Often, in the middle of the excitement, hunters enter “the zone.” In that tunnel-vision situation, you may misidentify an animal, make a dangerous shot, or be too close to other hunters or buildings. Target fixation can make those questions hard to answer.
It’s natural for hunters to get into “the zone,” but that can make you forget hunting safety rules.
Set up a safe hunting situation with the following steps:
- Set up in an area you are familiar with. Familiar hunting grounds are a best-case scenario. Being familiar with the land will help in the decision-making process of whether to shoot or pass. However, it’s not always possible. Regardless of where you are hunting, following these next tips can ensure your safety and the safety of others.

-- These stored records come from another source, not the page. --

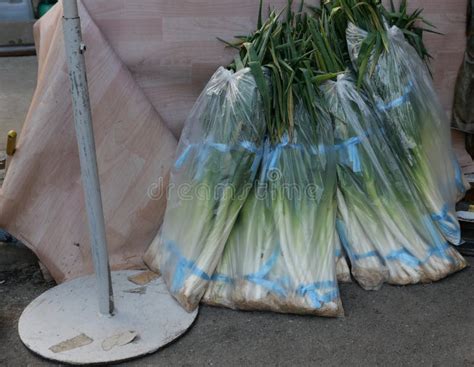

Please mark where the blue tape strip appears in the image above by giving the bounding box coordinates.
[165,241,232,292]
[431,204,461,242]
[336,136,364,173]
[377,80,414,111]
[244,248,286,297]
[386,249,422,268]
[453,157,466,194]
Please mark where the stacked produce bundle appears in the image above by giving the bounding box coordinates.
[312,9,466,289]
[320,0,464,244]
[144,68,265,310]
[205,7,340,316]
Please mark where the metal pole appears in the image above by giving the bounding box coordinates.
[63,0,114,315]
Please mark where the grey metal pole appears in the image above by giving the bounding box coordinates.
[63,0,114,315]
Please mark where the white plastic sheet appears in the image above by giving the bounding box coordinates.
[347,24,465,244]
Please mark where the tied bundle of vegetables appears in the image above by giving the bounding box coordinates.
[205,3,347,316]
[147,68,265,310]
[320,0,464,244]
[324,75,467,289]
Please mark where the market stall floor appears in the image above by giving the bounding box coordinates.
[0,258,474,366]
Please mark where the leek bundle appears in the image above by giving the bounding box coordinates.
[204,4,340,316]
[325,0,465,244]
[148,68,265,310]
[323,75,467,289]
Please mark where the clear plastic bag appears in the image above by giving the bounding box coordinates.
[147,67,266,310]
[204,104,343,317]
[322,73,467,289]
[347,24,466,244]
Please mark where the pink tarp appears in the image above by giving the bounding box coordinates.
[0,0,465,281]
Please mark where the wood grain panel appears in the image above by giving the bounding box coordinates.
[83,0,467,138]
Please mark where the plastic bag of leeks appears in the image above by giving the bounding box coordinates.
[322,73,467,289]
[346,24,465,244]
[146,67,266,310]
[203,104,343,316]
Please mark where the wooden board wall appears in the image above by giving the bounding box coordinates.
[0,0,466,281]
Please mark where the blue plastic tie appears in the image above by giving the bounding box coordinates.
[244,248,286,297]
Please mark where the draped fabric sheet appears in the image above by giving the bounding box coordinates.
[0,0,466,282]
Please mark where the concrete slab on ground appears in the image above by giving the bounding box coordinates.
[0,56,37,151]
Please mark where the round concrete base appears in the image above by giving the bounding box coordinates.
[18,271,197,364]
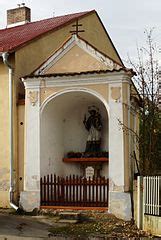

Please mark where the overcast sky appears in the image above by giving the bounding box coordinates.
[0,0,161,60]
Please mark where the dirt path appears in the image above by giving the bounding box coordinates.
[0,210,155,240]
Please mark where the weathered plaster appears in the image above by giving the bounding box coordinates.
[19,191,40,212]
[40,84,108,104]
[109,191,132,221]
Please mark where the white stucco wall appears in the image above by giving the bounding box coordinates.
[40,93,108,176]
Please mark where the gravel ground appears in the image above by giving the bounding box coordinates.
[0,209,159,240]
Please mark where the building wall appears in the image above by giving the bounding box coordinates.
[40,92,108,177]
[0,13,123,206]
[0,59,10,207]
[46,46,107,74]
[16,13,120,84]
[17,101,25,193]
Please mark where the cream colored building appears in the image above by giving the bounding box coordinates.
[0,7,138,219]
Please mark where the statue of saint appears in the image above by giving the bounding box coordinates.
[83,106,102,152]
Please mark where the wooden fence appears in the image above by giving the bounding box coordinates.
[143,176,161,216]
[40,174,109,207]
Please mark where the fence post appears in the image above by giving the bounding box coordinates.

- Scan your surroundings constantly. Be aware of your surroundings at all times. Are there any buildings in the distance? Are other hunters in the area? What potential dangers are nearby?
- Know your limits and the types of shots you can take. Broadside and quartering-away angles are desirable. Slightly quartering-away is a judgment call. Straightaway or head-on? Forget it; that’s not a good shot to take. Part of being a responsible hunter is respecting the game you are after and only taking responsible shots that will result in a quick and sure kill.
- Establish your effective range. Knowing your effective range is will help you make a decision in the field as to whether you should shoot or pass. If you don’t know your effective range, refer to your ammunition box or the manufacturer’s website for more information.
- Take a deep breath — or two, or three. In the case where you have decided to shoot, take a deep breath. Not only will this help you slow your heart rate and settle in for a clean shot, it will help you enjoy the moment! Taking a breath will also help relieve that target fixation and will allow you to collect your thoughts and make a sound decision.
- After your shot, pause and gather your thoughts. Take a moment: Is your safety on? Is your muzzle still pointed in a safe direction? Is your finger out of the trigger guard? Make sure you are obeying the rules of firearm safety, especially when you go to visit your trophy.
All in all, the adrenaline, the rush of excitement and the thrill of the hunt can distract you from important steps. Don’t let target fixation override your sense of safety. Be proactive in setting your boundaries, and think safety first. It’s as simple as that.